Robert Cabot Sherman,Jr, better known as 70’s teen idol, Bobby Sherman was born on July 22,1943, not 1945 as widely reported throughout his career. A California native, Bobby moved from Santa Monica to Van Nuys in the San Fernando Valley in 1951. As a young boy he kept busy building things, experimenting with the idea of how things worked and putting on shows withnthe other kids in the neighborhood.
His interest in music began at age 11 when he learned to play the trumpet. He eventually progressed to playing 16 musical instruments. At age 13, Bobby built the first of three models of Disneyland. At Birmingham High School in Van Nuys Bobby played football, joined a dance band, and discovered his love for singing. From the time he was in high school, Bobby knew that he wanted to be some type of performer, but wasn’t sure how to make it happen.
Bobby’s chance to “make it happen” came in 1964 when he had an off-chance opportunity to sing at a Hollywood party. It netted Bobby a reputable agent and, eventually a part on the musical television show,“Shindig”. The show ran for two years, from 1964 to 1966.

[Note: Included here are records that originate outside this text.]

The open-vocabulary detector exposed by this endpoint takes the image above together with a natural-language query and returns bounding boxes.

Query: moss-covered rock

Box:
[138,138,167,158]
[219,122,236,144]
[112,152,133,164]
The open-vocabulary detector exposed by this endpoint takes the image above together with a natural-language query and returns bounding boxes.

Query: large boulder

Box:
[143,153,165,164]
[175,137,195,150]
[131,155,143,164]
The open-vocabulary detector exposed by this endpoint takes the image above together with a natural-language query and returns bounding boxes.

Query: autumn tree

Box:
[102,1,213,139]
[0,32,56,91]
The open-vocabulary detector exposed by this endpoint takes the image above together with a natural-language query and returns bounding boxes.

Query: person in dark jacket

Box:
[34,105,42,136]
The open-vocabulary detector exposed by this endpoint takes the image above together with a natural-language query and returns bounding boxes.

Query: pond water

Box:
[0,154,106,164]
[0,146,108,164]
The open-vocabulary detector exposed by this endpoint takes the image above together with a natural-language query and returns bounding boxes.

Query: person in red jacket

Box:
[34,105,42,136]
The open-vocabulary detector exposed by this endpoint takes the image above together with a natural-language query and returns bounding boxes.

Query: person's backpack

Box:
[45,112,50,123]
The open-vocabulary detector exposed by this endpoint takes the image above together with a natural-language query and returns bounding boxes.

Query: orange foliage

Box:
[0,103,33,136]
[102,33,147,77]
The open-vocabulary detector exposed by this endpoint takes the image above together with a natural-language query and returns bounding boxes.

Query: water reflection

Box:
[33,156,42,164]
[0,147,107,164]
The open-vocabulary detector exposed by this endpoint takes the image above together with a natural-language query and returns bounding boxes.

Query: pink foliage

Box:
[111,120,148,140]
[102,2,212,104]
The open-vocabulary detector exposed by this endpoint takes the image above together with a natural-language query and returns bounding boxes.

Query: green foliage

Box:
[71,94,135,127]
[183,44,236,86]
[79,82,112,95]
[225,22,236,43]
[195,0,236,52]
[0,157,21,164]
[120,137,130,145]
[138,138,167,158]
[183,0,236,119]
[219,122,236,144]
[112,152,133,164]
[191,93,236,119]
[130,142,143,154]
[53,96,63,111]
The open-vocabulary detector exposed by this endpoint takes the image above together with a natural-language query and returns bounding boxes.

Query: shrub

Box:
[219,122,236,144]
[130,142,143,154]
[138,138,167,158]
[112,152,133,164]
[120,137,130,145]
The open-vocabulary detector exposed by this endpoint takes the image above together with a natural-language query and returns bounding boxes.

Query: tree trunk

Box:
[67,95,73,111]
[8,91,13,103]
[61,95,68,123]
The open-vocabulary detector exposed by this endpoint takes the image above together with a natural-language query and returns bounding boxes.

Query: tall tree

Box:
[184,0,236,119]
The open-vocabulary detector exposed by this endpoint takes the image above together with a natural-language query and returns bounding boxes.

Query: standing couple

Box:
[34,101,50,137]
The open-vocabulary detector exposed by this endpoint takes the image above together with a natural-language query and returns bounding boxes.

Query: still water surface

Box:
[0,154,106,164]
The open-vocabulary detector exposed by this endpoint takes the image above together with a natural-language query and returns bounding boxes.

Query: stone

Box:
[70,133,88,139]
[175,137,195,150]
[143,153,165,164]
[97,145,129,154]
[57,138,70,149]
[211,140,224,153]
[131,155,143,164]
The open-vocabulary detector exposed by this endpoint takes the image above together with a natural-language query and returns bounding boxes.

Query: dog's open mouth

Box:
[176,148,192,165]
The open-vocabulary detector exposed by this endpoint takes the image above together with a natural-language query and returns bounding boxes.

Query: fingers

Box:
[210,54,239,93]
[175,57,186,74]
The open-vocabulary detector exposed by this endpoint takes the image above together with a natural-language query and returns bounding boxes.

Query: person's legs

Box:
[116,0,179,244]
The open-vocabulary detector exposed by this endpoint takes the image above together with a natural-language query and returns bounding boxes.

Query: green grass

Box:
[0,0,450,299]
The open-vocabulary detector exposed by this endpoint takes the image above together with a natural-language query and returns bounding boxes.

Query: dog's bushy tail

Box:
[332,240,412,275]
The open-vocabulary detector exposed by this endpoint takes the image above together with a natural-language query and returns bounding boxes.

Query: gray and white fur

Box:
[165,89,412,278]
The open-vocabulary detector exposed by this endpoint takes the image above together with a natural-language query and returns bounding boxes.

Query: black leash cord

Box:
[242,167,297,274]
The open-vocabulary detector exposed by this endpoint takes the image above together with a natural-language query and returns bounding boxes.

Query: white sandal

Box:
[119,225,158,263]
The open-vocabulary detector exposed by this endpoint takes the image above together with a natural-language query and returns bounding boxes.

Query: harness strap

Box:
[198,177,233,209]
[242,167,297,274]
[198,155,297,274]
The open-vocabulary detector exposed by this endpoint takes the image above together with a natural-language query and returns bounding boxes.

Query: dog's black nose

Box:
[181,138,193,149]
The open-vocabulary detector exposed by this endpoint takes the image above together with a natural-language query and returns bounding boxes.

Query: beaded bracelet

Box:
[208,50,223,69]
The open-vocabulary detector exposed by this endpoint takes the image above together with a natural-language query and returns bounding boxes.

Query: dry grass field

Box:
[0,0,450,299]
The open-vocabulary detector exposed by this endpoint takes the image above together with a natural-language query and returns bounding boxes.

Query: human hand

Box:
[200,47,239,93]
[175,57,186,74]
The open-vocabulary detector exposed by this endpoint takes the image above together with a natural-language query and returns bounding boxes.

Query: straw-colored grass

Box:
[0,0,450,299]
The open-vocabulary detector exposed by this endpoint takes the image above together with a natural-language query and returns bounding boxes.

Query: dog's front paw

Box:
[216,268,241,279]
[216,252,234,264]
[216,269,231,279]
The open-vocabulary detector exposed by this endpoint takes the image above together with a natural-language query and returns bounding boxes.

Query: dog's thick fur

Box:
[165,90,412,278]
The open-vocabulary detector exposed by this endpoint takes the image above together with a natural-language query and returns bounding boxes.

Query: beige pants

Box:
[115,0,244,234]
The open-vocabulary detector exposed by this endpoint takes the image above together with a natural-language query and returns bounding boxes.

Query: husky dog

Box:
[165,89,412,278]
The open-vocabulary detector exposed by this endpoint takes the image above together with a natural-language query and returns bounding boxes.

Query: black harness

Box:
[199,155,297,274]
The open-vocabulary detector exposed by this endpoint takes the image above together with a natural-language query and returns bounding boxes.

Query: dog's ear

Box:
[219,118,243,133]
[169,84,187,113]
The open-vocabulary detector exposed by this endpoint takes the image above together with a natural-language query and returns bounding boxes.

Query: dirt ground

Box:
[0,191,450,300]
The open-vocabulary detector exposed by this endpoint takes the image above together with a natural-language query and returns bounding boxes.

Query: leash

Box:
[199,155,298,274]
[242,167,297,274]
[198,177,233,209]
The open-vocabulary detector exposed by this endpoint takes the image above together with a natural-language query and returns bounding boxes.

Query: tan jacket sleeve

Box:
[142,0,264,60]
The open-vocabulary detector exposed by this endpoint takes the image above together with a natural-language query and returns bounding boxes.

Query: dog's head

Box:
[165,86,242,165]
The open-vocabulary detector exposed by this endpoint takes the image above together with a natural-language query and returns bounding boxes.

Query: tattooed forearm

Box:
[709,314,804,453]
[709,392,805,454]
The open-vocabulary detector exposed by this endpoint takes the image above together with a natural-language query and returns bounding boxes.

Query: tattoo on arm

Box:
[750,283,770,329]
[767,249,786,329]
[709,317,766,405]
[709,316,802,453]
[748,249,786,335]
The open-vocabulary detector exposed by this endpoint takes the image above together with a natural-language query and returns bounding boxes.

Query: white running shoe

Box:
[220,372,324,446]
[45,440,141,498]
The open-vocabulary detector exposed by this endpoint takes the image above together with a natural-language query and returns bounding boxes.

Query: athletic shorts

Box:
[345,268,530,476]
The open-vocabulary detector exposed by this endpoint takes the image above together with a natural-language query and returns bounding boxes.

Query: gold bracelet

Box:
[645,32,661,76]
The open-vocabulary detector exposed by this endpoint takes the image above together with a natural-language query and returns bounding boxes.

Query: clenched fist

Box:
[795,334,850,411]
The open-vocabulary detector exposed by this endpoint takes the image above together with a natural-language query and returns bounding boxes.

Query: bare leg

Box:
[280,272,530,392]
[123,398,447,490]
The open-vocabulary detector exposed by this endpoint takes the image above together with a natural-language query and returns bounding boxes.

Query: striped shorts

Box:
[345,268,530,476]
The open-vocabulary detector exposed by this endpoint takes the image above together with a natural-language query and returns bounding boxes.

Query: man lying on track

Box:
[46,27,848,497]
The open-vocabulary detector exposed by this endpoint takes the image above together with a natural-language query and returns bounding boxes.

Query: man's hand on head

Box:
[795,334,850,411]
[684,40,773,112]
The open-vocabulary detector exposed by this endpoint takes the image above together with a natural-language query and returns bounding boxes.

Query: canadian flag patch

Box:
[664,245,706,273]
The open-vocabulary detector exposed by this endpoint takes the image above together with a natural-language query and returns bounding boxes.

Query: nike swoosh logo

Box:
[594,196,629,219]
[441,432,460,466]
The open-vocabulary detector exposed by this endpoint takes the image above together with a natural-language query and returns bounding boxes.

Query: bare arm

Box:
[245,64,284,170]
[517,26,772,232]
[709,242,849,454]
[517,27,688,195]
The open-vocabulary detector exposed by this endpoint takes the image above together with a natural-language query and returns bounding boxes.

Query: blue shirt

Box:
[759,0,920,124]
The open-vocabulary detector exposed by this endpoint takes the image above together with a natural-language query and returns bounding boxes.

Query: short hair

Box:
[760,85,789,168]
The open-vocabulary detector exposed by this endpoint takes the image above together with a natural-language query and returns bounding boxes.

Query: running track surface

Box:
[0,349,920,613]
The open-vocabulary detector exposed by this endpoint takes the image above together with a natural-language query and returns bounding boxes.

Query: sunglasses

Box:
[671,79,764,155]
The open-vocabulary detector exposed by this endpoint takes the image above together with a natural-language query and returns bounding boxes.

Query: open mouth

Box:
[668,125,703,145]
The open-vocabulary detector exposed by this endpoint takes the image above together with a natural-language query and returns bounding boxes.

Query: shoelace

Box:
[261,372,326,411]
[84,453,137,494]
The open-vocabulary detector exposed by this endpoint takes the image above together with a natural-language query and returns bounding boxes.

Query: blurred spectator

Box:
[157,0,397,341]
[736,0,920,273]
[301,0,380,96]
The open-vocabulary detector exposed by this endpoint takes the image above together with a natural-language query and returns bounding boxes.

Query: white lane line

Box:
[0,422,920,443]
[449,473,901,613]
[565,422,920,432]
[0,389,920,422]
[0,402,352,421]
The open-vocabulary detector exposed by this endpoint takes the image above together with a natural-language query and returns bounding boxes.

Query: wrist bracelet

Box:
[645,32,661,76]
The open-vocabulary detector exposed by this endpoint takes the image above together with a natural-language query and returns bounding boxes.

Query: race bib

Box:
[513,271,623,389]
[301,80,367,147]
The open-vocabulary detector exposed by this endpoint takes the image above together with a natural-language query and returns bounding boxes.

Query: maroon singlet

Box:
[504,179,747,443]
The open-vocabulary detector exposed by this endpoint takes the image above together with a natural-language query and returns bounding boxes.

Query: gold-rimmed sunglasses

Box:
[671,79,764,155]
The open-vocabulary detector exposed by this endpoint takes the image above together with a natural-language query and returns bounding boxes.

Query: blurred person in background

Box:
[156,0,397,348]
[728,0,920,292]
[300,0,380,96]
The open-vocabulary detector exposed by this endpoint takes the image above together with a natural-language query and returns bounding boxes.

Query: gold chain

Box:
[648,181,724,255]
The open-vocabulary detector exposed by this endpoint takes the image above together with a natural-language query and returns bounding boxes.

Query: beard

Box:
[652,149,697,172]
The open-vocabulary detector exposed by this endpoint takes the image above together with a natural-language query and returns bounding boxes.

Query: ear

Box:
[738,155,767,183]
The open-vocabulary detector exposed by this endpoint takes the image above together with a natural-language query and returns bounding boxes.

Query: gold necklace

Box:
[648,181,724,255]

Guest starring roles soon followed with Bobby appearing in ” The Dating Game”, “The FBI”, and “The Monkees”. Bobby continued to record singles but none proved to be the hits Bobby desperately wanted. His second big break came in 1968 when he won the role of “Jeremy Bolt” in “Here Come The Brides”. The exposure on the weekly series gave Bobby an extremely loyal following of fans and the superstar status they felt he deserved. His first hit record, “Little Woman” came in 1969, which led to concert tours on the weekend where Bobby was mobbed by adoring fans. His face began appearing on every teen magazine cover. Lunch boxes bore his picture, and love beads and “Bobby Sherman Chokers” became the rage.
A March 1971 episode of “The Partridge Family” served as the spin-off for Bobby’s TV series “Getting Together”, which ran for one year. Also in 1971, Bobby appeared in his very own TV special. Facing tough competition against “All In The Family”, “Getting Together” was canceled after only 13 weeks. Instead of letting it get him down, Bobby saw the cancellation of his third series as a welcomed relief from four years of non-stop acting and touring.
A newlywed, Bobby welcomed the birth of his sons, Christopher in 1972 and Tyler in 1974. He thoroughly enjoyed the downtime from his career which allowed him to spend time with his sons and work on his third and final model of Disneyland. Wanting to be a hands-on dad and taking his role of dad very seriously, Bobby took a first aid course which proved to be the open door for his current passion, Emergency Medicine. He and his wife Patti divorced in 1979 and Bobby has remained single.
A trained EMT since 1988, Bobby now works for the L.A. Police Department as a specialist officer, assigned to the training department, where he is responsible for teaching thousands of cadets first aid and CPR. Bobby has said that medical rescue work and teaching is the best life experience and training that he could ever have.
In 1999, Bobby become a San Bernardino County Sheriff, starting the same service he provided for the LAPD.
In 1996 Bobby co-wrote his autobiography, “Bobby Sherman: Still Remembering You”. Book promotion appearances on “The Rosie O’Donnell Show”, “Jay Leno” and “A.M. L.A” showed Bobby that his fans had not forgotten him. In 1998, after a 25 year absence, eager fans flocked to see him in concert as part of “The Teen Idol Tour” with Peter Noone, and Davy Jones.
Although Bobby is retired from the entertainment business and public life he donates his services as a sworn officer with the LAPD and to his Foundation which supplies volunteer EMTs to community events. Bobby continues to live at his long-time home in Encino. In his off-hours he enjoys spending time with his two sons and five grandchildren.